“Volere” in Italia? Impossibile
È tutta questione di… avidità.
All’interno del comportamento di una persona, la normale tendenza ad agire dovrebbe derivare dalle motivazioni personali. Queste ultime sono stimolate da una serie di incentivi situazionali, ossia contingenti e legati alle vicende di vita individuali.
In quest’ottica, gli obiettivi individuali che ogni persona persegue, all’interno di un preciso periodo storico, dovrebbero derivare da motivi e bisogni persistenti.
Sorge quindi spontanea una domanda: se le nostre azioni sono il frutto di questi motivi e bisogni, a cosa serve attivare un processo di volontà?
In realtà, per compiere azioni che sono il frutto di una relativamente libera scelta non è possibile affidarsi esclusivamente alle motivazioni e bisogni personali, perché sono molti gli obiettivi che richiedono il raggiungimento di mete intermedie repellenti o del tutto spiacevoli.
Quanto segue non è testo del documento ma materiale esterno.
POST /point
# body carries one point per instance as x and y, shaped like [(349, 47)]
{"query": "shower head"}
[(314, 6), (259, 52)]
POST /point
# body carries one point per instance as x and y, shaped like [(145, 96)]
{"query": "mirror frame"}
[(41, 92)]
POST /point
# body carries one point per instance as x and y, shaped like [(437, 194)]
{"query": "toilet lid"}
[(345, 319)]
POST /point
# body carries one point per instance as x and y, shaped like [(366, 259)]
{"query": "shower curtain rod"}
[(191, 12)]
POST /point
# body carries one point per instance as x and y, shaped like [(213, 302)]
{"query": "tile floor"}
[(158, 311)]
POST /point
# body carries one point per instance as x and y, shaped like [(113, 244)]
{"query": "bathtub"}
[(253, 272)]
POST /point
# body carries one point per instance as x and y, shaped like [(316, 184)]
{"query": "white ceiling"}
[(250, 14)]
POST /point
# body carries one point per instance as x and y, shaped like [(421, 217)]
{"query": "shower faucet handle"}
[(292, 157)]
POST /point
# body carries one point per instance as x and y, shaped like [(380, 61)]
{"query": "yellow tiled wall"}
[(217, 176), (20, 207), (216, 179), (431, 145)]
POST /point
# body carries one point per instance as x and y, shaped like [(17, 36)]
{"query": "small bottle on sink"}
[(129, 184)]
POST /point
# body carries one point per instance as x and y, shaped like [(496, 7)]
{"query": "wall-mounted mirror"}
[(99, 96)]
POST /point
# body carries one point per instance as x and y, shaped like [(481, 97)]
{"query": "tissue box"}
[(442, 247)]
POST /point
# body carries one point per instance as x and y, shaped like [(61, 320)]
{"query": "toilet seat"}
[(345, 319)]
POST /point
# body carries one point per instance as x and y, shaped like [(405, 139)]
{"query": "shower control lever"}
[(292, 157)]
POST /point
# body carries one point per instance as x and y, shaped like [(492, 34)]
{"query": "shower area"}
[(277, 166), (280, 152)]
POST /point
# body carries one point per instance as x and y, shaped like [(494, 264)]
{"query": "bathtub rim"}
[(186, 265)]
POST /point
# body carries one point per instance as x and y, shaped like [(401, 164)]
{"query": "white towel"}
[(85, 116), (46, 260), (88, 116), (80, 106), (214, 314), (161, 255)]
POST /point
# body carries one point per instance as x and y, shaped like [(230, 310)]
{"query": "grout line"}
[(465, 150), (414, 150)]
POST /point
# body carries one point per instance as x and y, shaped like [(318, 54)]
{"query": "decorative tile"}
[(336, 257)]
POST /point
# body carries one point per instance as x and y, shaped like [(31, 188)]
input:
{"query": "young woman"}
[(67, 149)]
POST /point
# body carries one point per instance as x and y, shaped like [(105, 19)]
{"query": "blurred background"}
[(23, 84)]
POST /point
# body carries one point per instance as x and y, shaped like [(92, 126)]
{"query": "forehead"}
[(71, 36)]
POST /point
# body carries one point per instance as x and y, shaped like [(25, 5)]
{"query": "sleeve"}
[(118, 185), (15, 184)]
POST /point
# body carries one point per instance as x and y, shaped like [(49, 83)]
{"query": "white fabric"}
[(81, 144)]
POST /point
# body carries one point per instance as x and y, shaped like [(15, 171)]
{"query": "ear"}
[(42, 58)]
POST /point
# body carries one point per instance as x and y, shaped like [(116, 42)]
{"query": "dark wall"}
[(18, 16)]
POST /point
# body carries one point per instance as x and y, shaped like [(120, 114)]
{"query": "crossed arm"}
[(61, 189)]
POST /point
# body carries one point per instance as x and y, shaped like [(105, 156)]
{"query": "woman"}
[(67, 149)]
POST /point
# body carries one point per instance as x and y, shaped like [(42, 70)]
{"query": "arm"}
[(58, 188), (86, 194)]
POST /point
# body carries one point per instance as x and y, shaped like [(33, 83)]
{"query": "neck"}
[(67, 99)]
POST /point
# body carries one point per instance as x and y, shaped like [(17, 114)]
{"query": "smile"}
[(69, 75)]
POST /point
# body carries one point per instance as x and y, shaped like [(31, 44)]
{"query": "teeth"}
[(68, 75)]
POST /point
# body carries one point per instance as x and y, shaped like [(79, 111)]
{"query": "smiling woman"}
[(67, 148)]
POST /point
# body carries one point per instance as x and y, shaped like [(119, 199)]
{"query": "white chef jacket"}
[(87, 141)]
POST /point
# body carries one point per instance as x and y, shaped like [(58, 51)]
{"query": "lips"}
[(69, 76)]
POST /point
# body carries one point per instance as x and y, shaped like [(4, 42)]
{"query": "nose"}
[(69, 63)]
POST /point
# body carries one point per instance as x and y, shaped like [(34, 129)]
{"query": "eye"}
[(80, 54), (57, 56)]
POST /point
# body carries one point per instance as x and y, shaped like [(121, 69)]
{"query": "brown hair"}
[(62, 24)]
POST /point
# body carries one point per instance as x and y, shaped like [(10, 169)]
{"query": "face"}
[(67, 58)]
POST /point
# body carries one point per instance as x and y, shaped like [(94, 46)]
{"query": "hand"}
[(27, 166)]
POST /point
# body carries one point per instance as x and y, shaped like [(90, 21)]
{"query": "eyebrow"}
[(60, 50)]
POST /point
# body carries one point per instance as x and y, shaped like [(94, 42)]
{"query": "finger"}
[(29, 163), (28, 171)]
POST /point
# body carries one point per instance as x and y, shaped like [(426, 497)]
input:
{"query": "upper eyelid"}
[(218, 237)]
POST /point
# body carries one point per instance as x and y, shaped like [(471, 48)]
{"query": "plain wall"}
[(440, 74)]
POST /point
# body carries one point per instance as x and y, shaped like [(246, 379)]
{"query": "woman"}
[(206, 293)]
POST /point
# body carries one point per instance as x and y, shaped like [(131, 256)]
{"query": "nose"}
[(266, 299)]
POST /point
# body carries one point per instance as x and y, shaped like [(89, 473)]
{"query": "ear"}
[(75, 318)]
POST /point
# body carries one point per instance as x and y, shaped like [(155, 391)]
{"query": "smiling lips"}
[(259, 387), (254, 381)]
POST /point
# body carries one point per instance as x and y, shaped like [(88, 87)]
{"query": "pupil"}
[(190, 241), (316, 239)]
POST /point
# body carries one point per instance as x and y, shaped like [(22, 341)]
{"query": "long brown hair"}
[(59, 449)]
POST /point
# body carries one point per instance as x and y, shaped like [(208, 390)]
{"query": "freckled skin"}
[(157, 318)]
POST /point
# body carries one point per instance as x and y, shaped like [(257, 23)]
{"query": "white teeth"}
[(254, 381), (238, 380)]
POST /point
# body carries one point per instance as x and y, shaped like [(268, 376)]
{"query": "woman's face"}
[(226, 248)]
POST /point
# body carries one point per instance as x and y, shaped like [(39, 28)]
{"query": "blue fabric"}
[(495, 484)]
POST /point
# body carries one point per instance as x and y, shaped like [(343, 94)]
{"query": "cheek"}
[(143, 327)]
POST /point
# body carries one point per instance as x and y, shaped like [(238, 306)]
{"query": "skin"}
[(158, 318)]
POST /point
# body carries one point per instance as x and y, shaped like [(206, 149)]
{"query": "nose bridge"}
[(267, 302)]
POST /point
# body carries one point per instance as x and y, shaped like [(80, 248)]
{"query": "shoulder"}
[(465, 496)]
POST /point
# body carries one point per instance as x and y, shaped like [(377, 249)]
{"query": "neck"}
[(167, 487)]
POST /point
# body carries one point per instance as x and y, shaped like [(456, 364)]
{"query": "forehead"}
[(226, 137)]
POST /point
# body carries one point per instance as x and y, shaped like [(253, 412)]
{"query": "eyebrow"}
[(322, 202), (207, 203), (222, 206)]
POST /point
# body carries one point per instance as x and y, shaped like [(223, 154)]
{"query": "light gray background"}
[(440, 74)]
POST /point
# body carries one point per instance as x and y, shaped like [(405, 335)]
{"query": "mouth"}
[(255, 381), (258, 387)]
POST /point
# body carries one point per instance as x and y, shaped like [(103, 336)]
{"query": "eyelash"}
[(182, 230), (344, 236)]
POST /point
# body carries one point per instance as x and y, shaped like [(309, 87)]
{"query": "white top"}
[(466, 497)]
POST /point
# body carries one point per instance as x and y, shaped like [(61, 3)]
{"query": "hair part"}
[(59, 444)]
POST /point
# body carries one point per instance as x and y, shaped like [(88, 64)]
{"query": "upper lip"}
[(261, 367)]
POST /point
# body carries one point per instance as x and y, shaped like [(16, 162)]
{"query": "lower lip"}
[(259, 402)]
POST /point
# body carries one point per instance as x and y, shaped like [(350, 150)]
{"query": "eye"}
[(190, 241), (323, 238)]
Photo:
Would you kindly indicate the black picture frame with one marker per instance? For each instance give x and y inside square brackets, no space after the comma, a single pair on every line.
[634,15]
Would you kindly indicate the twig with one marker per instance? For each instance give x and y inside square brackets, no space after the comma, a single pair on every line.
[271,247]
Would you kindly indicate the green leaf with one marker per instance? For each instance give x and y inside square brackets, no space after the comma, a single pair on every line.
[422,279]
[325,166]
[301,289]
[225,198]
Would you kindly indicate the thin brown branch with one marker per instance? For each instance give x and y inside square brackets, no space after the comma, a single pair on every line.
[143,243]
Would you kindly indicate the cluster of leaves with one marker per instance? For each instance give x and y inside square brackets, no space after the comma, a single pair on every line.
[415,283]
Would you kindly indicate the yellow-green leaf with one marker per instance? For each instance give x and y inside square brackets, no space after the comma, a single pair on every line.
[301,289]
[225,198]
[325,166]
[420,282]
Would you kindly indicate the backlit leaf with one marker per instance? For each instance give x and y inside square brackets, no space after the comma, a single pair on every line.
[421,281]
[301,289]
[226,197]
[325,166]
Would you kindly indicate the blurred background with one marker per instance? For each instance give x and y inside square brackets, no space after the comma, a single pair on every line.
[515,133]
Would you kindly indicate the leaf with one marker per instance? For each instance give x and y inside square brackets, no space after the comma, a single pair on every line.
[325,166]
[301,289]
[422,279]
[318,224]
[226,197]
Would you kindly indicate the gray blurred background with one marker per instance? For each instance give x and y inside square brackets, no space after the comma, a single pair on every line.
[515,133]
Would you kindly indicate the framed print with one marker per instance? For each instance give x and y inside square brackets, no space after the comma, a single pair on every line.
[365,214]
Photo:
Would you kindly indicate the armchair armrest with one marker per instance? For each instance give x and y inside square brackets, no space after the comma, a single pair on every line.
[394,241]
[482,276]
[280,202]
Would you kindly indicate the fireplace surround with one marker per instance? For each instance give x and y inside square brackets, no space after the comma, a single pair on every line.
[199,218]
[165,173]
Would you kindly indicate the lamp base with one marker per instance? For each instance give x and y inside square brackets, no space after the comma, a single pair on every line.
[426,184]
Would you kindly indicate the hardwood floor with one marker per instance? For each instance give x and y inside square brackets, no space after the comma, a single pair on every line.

Se un individuo vuole acquistare potere all’interno della società nella quale vive, è assai probabile che debba rapportarsi con alcune persone spiacevoli, oppure sleali e disoneste. In qualche modo, quindi, questo individuo deve essere nelle condizioni di superare quegli ostacoli relazionali che potrebbero allontanarlo dal raggiungimento del suo obiettivo ultimo.
Ecco che il processo volitivo assume un ruolo decisamente importante, che supera il processo motivazionale iniziale. In altre parole, è necessario volere arrivare dove ci siamo prefissati di giungere, “facendo, spesse volte, buon viso alla cattiva sorte contingente”.
In sostanza, nella realtà quotidiana ci vengono molto spesso offerti incentivi che dobbiamo “acquistare in blocco”, perché all’interno del blocco troviamo compiti che appartengono a tematiche diverse.
Un agire quotidiano coronato da successo non può prescindere quindi dai processi di volontà, anche quando si riesce a mantenere l’assunzione di base secondo la quale il nostro comportamento è in linea di principio guidato da motivazioni personali.
Nell’attuale società italiana, è legittimo chiedersi se i nostri giovani ritengano opportuno attivare processi di volontà per raggiungere obiettivi che sanno essere tipicamente clientelari e familistici.
Mi sembra quindi relativamente legittimo, da parte loro, abbandonare qualsiasi processo volitivo per dedicarsi a stabilire relazioni inconcludenti, sia dal punto di vista intellettuale che della soddisfazione personale, ma che permettono di raggiungere gli obiettivi al di là delle proprie competenze e motivazioni.
Ragioniamo e riflettiamo su come i nostri giovani valutano il mondo che noi abbiamo contribuito a costruire e forse capiremo perché è decisamente conveniente per loro, sia dal punto di vista mentale che antropologico, emigrare.